Here's the formula for Moving Sum.


If(Row()<=:Moving Avg Window,


  If( Row() == 1,


  :Current,


  Lag( :Name( "moving sum(x)" ), 1 ) + :Current


  ),


  (Lag( :Name( "moving sum(x)" ), 1 ) + :Current) -


  Lag( :Current, :Moving Avg Window )


)



6276_JMPScreenSnapz004.png

Then it's easy to have a column that divides Moving Sum by the Moving Avg Window.


If(Row()>=:Moving Avg Window,


  :Name( "moving sum(x)" ) / :Moving Avg Window,


  .


)



6277_JMPScreenSnapz005.png

I'm attaching a data table that shows both of these methods. In the data table the Moving Avg Window is a Data Table Variable.

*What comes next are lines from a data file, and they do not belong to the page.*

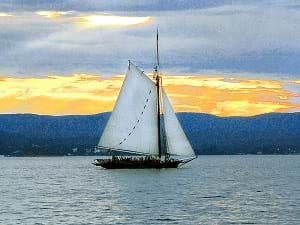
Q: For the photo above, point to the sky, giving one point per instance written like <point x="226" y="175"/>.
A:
<point x="227" y="58"/>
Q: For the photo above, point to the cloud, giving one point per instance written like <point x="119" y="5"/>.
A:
<point x="257" y="37"/>
<point x="91" y="93"/>
<point x="105" y="20"/>
<point x="2" y="14"/>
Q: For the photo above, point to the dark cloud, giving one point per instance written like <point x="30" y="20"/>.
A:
<point x="194" y="37"/>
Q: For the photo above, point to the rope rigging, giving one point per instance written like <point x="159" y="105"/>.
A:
<point x="138" y="120"/>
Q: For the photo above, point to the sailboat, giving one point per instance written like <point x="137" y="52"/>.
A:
<point x="144" y="124"/>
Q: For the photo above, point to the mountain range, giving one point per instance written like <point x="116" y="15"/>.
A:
<point x="40" y="135"/>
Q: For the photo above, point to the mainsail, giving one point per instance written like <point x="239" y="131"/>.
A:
<point x="177" y="142"/>
<point x="132" y="125"/>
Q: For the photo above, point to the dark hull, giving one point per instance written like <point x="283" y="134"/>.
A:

To see the efficiency of the second method in this data table you may want to suppress the evaluation of the of the Moving Avg(x) column first.

-Jeff

-Jeff
4 REPLIES
Solution

I can offer a couple of strategies here.

I think both are more efficient that the Summation() operator you're currently using. I can't say they are the most efficient possible though.

1) Use the Sum() function on a matrix.


If(Row()<:Moving Avg Window,


  .,


  Sum( :Current[Index( Row() - (:Moving Avg Window - 1), Row() )] ) / :Moving Avg Window


)



6275_JMPScreenSnapz003.png

This takes advantage of the speed of the matrix operation. The subscript of the Current column in this formula is a matrix of the row numbers from the start of the moving average window to the current row number. My subscripting the column this way JMP returns a matrix and the Sum function is relatively efficient over a matrix.

An even faster way though is to calculate this moving average over two columns. The first column simply maintains a moving sum by adding the value of Current in one row to the value of the rolling sum in the previous row and then subtracting the value of Current from the row at the beginning of the window.

Here's the formula for Moving Sum.


If(Row()<=:Moving Avg Window,


  If( Row() == 1,


  :Current,


  Lag( :Name( "moving sum(x)" ), 1 ) + :Current


  ),


  (Lag( :Name( "moving sum(x)" ), 1 ) + :Current) -


  Lag( :Current, :Moving Avg Window )


)



6276_JMPScreenSnapz004.png

Then it's easy to have a column that divides Moving Sum by the Moving Avg Window.


If(Row()>=:Moving Avg Window,


  :Name( "moving sum(x)" ) / :Moving Avg Window,


  .


)



6277_JMPScreenSnapz005.png

I'm attaching a data table that shows both of these methods. In the data table the Moving Avg Window is a Data Table Variable.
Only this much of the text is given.